Siddhartha Man and the Natural World Quotes

How we cite our quotes: (Chapter.Paragraph) We used the edition found on Project Gutenberg, translated by Olesch, Dreher, Coulter, Langer, and Chaichenets

Quote #4

When the day began, Siddhartha asked his host, the ferryman, to get him across the river. The ferryman got him across the river on his bamboo-raft, the wide water shimmered reddishly in the light of the morning.

"This is a beautiful river," he said to his companion.

"Yes," said the ferryman, "a very beautiful river, I love it more than anything. Often I have listened to it, often I have looked into its eyes, and always I have learned from it. Much can be learned from a river." (5.5-7)

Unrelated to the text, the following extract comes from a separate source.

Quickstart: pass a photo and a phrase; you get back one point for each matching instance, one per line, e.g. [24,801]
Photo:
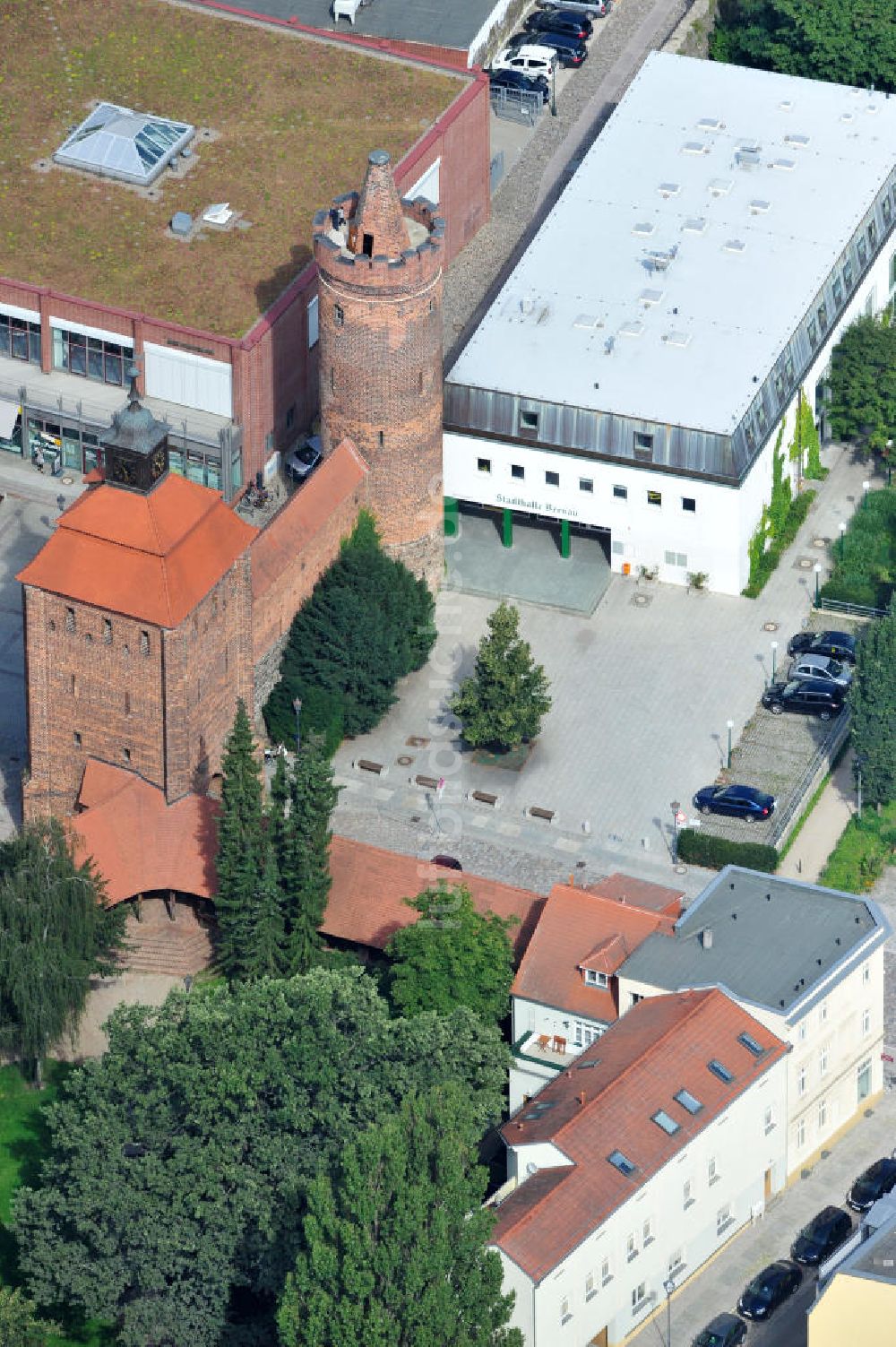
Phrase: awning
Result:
[8,418]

Vasudeva appreciates the river as a source of understanding.

Quote #5

Before the city, in a beautifully fenced grove, the traveler came across a small group of servants, both male and female, carrying baskets. In their midst, carried by four servants in an ornamental sedan-chair, sat a woman, the mistress, on red pillows under a colorful canopy. Siddhartha stopped at the entrance to the pleasure-garden and watched the parade, saw the servants, the maids, the baskets, saw the sedan-chair and saw the lady in it. Under black hair, which made to tower high on her head, he saw a very fair, very delicate, very smart face, a brightly red mouth, like a freshly cracked fig, eyebrows which were well tended and painted in a high arch, smart and watchful dark eyes, a clear, tall neck rising from a green and golden garment, resting fair hands, long and thin, with wide golden bracelets over the wrists. (5.16)

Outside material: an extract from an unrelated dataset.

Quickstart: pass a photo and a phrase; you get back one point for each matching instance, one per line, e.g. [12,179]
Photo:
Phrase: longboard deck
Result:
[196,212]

As he enters the town, Siddhartha’s focus on the beauty of his natural surroundings shifts to focus on the beauty of Kamala.

Quote #6

Siddhartha walked through the forest, was already far from the city, and knew nothing but that one thing, that there was no going back for him, that this life, as he had lived it for many years until now, was over and done away with, and that he had tasted all of it, sucked everything out of it until he was disgusted with it. Dead was the singing bird, he had dreamt of. Dead was the bird in his heart. Deeply, he had been entangled in Samsara, he had sucked up disgust and death from all sides into his body, like a sponge sucks up water until it is full. And full he was, full of the feeling of been sick of it, full of misery, full of death, there was nothing left in this world which could have attracted him, given him joy, given him comfort. (8.1)

Siddhartha feels that the songbird inside him, symbolic of his spiritual voice and of the natural world, is dead.